Он подозрительно прищурился, то ли пытаясь понять ее, то ли изучая, а может, и то и другое. Она не могла сказать наверняка.
– И ты собираешься их принимать, верно. Мне не нужно беспокоиться, что…
– В последний раз повторяю – да, ты, ворчливый сын акулы! – заорала она, повернувшись к нему спиной и выходя из комнаты. Она устала от этого противоборства и мечтала убежать через холмы, с попутным ветром в спину, свободная. – Теперь я могу идти? Класс отпущен или будут еще какие-то указания? – Она развернулась и направилась к выходу из комнаты и из его жизни, навсегда – по крайней мере, в ее ближайшем будущем, сияющем так ярко.
– Эй, ты куда? Надеюсь, ты скажешь этому мистеру Печальному Соломенному Пугалу, которого ты притащила, что он не может здесь остаться?

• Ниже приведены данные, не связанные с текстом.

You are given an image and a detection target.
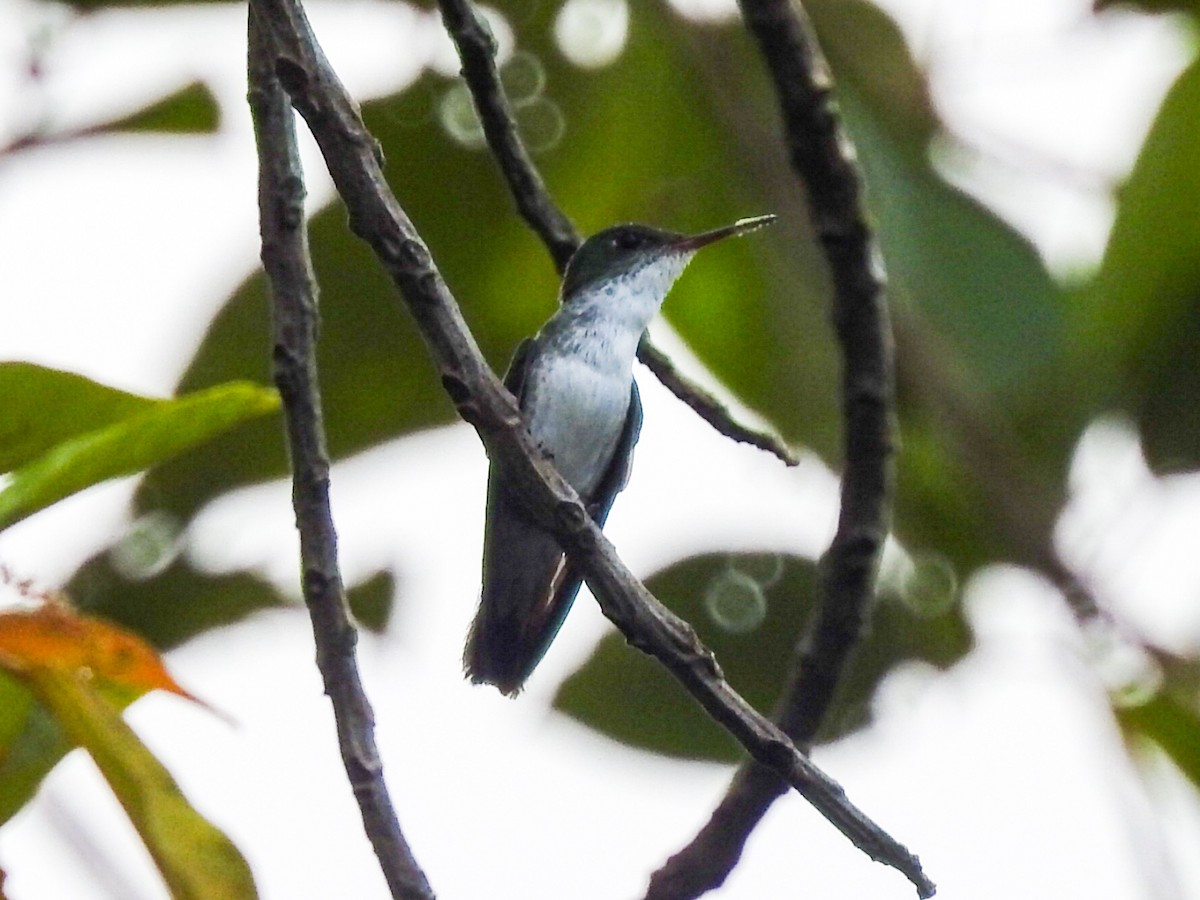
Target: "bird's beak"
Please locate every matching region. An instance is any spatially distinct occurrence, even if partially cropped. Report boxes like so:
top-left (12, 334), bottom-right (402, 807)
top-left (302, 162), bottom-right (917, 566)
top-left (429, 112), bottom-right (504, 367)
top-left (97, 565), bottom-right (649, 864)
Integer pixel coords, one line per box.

Но Сьюзан исчезла, сбежала от его неодобрения. Будь Крейг настоящим другом, он бы радовался тому, что она счастлива. Она не просто помогла человеку, она обрела нового друга. И к тому же это не его, на хрен, дело, чем она занимается.

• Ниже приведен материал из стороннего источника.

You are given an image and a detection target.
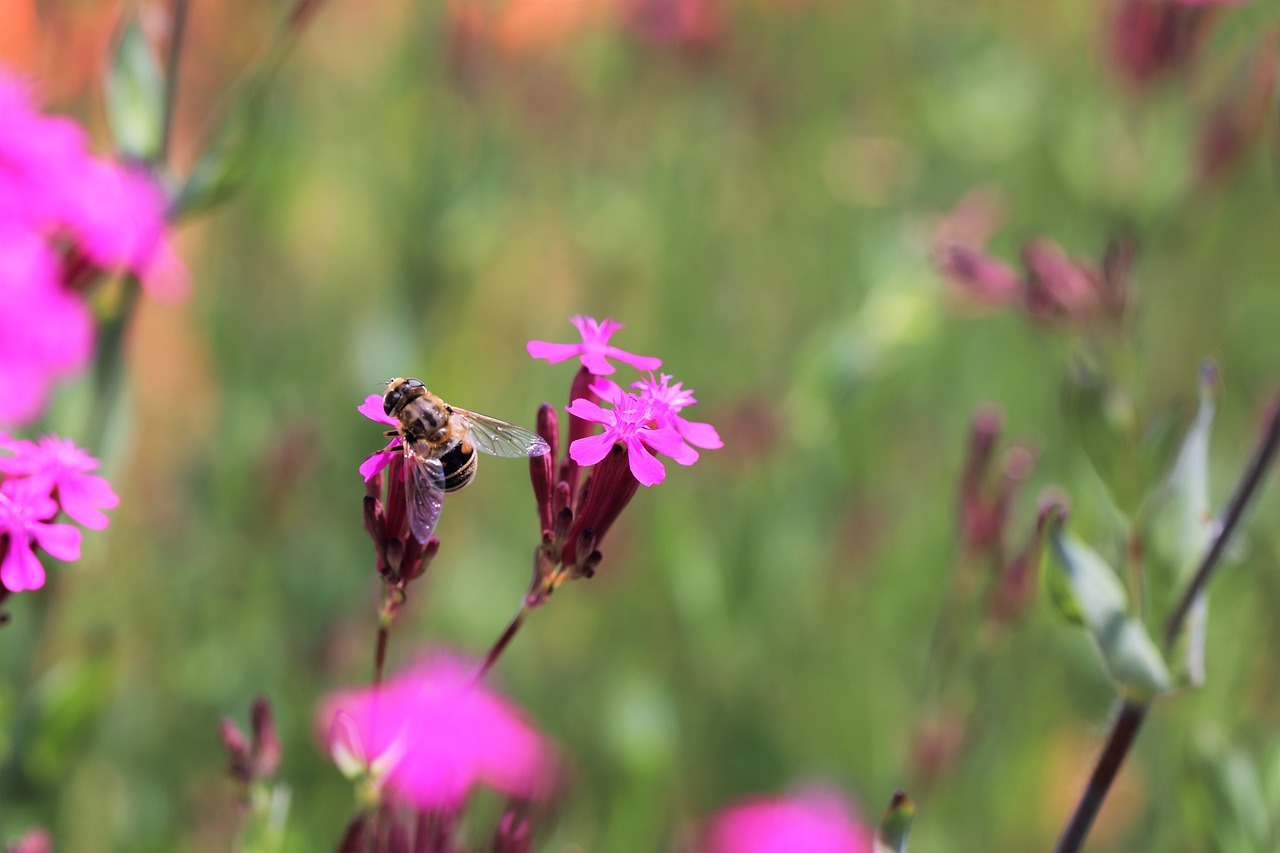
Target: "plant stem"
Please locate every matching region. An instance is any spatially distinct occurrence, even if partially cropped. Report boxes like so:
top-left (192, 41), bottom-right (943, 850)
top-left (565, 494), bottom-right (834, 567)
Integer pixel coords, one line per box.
top-left (159, 0), bottom-right (189, 163)
top-left (476, 602), bottom-right (530, 680)
top-left (1053, 702), bottom-right (1149, 853)
top-left (1053, 397), bottom-right (1280, 853)
top-left (374, 583), bottom-right (404, 686)
top-left (1165, 397), bottom-right (1280, 652)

– Я отправляюсь на отдых в Швейцарию, – бросила она через плечо по дороге к гостевому домику, ее пристанищу на небесах, новому дому милого, склонного к суициду Хойта, ее единственного истинного друга и опоры. Он один ценит ее за то, что она особенная. Она сейчас пойдет к нему увидит все лучшее о себе в его глазах, а все непонимающие и запрещающие пусть барахтаются в ее магическом болоте. Она поднимет и его, и свою самооценку и, возродившись на этих лунных лучах, распространит свое сияние по всему звездному ночному небу.
Крейг только теперь сообразил, что совершил большую ошибку, приехав сюда. По крайней мере, это было ошибкой для него. Но кто еще позаботится о Сьюзан? Уж точно не Дорис; Сьюзан слишком хорошо знала, как одурачить или обойти ее. Отчасти потому, что Сьюзан была хитра, но основная причина заключалась в том, что Дорис не понимала всю тяжесть состояния, что подчас завладевало ее примерной дочерью. И уж, конечно, ни ее родители, ни «МГМ», девочки-скауты Америки, не подготовили Дорис к подобному. Так что именно Крейгу придется позаботиться об этой дурочке. Но кто же позаботится о самом Крейге?
Они пересекут этот мост, и Сьюзан подожжет его.
Хойт будет рад ее помощи, если он в состояний испытывать хоть что-то близкое к радости. Он и без того был почти признателен ей за то, что очутился в обществе человека, который не пытается лечить его и не беспокоится о нем. Его друзья в конце концов сдались, после того как он долго и упорно избегал их. Сперва он лежал на кровати в своей прекрасной квартире, затем под ней, отказываясь есть, мыться, просто лежал, глядя, как луч света ползет по стене.
Спустя какое-то время он решил, что ему нужно повеситься на шнурках от ботинок и избавиться от всего этого, иначе случится ужасное. И когда болтливая леди предложила забрать его к себе домой из офиса Мишкина, ему показалось, что он получил второй шанс во второй половине жизни: шанс на жизнь, как у других людей. Поэтому, не заглядывая в зубы дареному коню, он сказал себе, что это настолько близко к удаче, насколько возможно, почти счастье.